At the beginning of 1990s, she emigrated to Ciego de Avila, like so many of her fellow citizens. “Things were not good in the Eastern Cuban. She told my grandmother that her family consisted in 14 members who lived in a house that was smaller than hers. Then she told her sister: I’m going to seek fortunes in Camagüey, there is work there.
¨I sent my children first and look at me; I’m here, I’m your neighbor. “La Gallega was a very strong old woman; she was always spirited, helpful and talkative. She had a very unique vision of manners: she asked permission for everything and apologized each time she asked permission. It was something like this: “Luisita, may I come to your house and I’m sorry for asking.”
That provoked very fun to my grandmother. One day I found out that La Gallega could not read or knew very little. I could not imagine someone to be almost illiterate thirty years after the Literacy Campaign! I wanted to teach her the letters, but she said no, that she was too old to learn, that she had enough with what she knew, that she could not read the newspaper but she could add, subtract and even multiply … and she added that for me to see that she was not an ignorant, she would recite the poem: ¨Los zapaticos me aprietan¨, and indeed, she did it without making any mistake.
That was not the only “pearl” of La Gallega. She once told me she had never gone to the movies, but that movies should not be nicer than watching a sunset through the branches of the bushes of her yard.
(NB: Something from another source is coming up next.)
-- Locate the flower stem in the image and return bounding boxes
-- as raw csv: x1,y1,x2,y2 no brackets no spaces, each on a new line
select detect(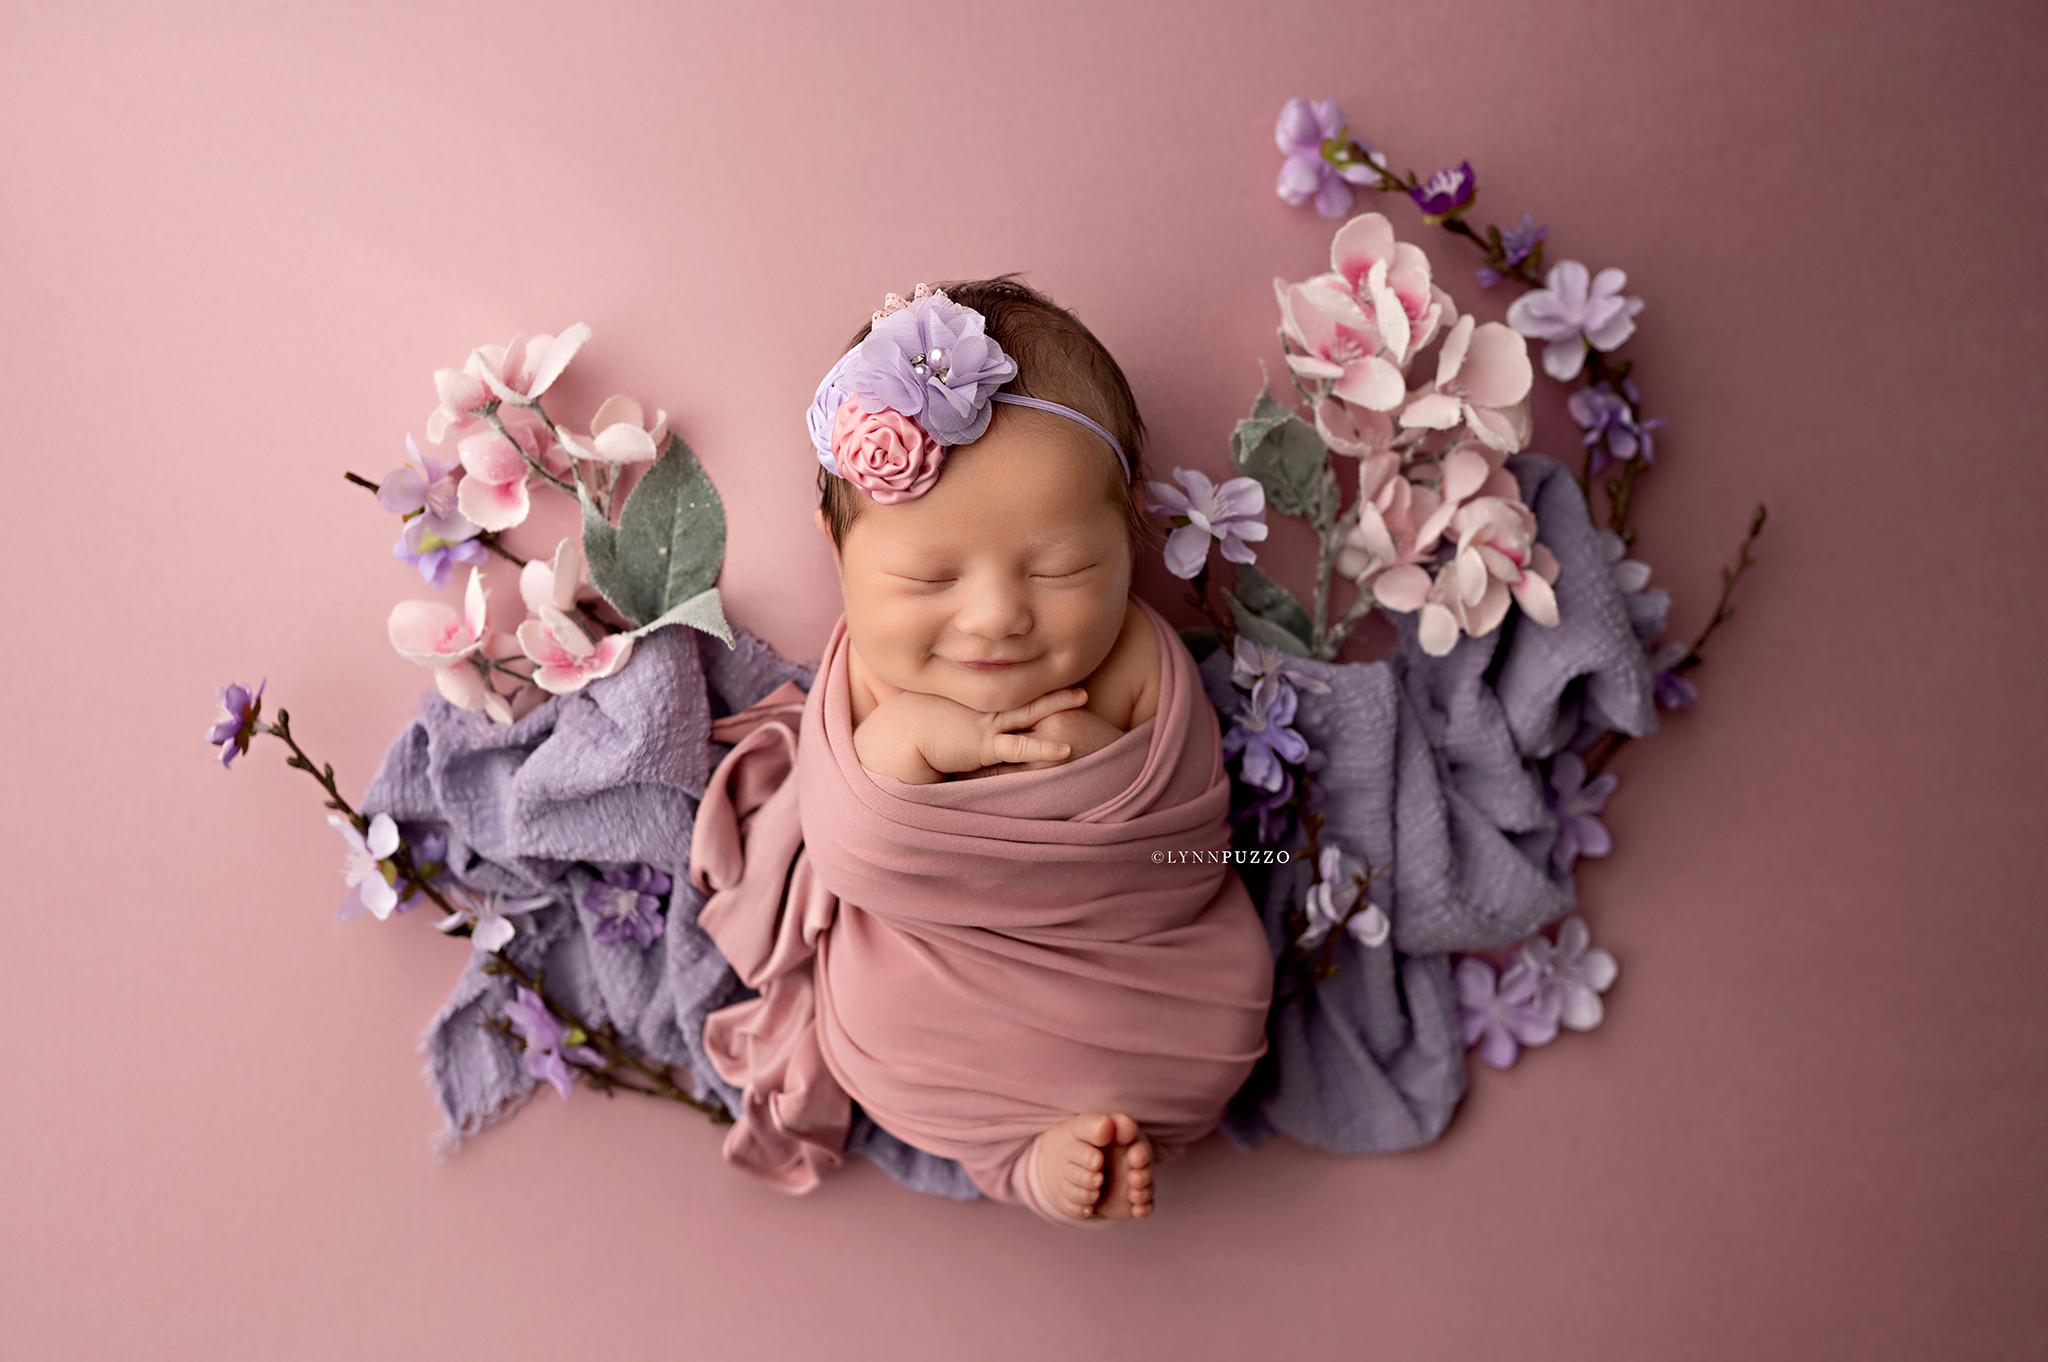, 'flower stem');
259,707,730,1123
488,411,577,496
Such sensitivity and nobility moved me a lot. Another day in which I went to steal mangoes I heard her singing a Mexican ranchera. She sang very well.
Those who live in the city do not have much idea of the passion felt by our peasants for traditional Mexican music, and e specially those from the East of the country. Almost all provincial radio stations have specialized programs in which you can listen to rancheras and corridos of dissimilar eras, themes and qualities. They broadcast the classics of the genre, but also any small group or band.
Many of these songs are authentic miniaturized melodramas: they tell a very emphatic story plethoric of emotional arabesques. They talk about jealousy, betrayal, impossible love, revenge, people in jail for killing his wife’s lover or his wife herself, dearest mothers who go to see the son in prison, abandoned children at the door of the church, disrupted marriages, the Virgin … It is the deepest sensitivity of a people, for better and for worse.
And that sensibility fits nicely with the tastes and entertainment needs of many of the Cuban peasants. Since most of them live more or less peaceful lives. They rejoice with tangles and tragedies of the singers. La Gallega, for example, had not victim even of a robbery, but she profusely cried for the misfortunes of the angry lover of any of those songs. ” That’s life, little boy, we come into this world to suffer and the best way of suffering is singing our sufferings.
Singing crying! –she stated that day that I surprised her singing with tears in her eyes. She sang with so much inspiration, strength and truth that I forgot the mangoes. She continued touring her repertoire, which was large and frightful, while cutting the grass of the yard. And I sat to listen to her. When my grandmother called me out for taking a bath, the improvised artist told me: “From now on, you won´t call me La Gallega any more, you will call me the Mexican Pigeon!”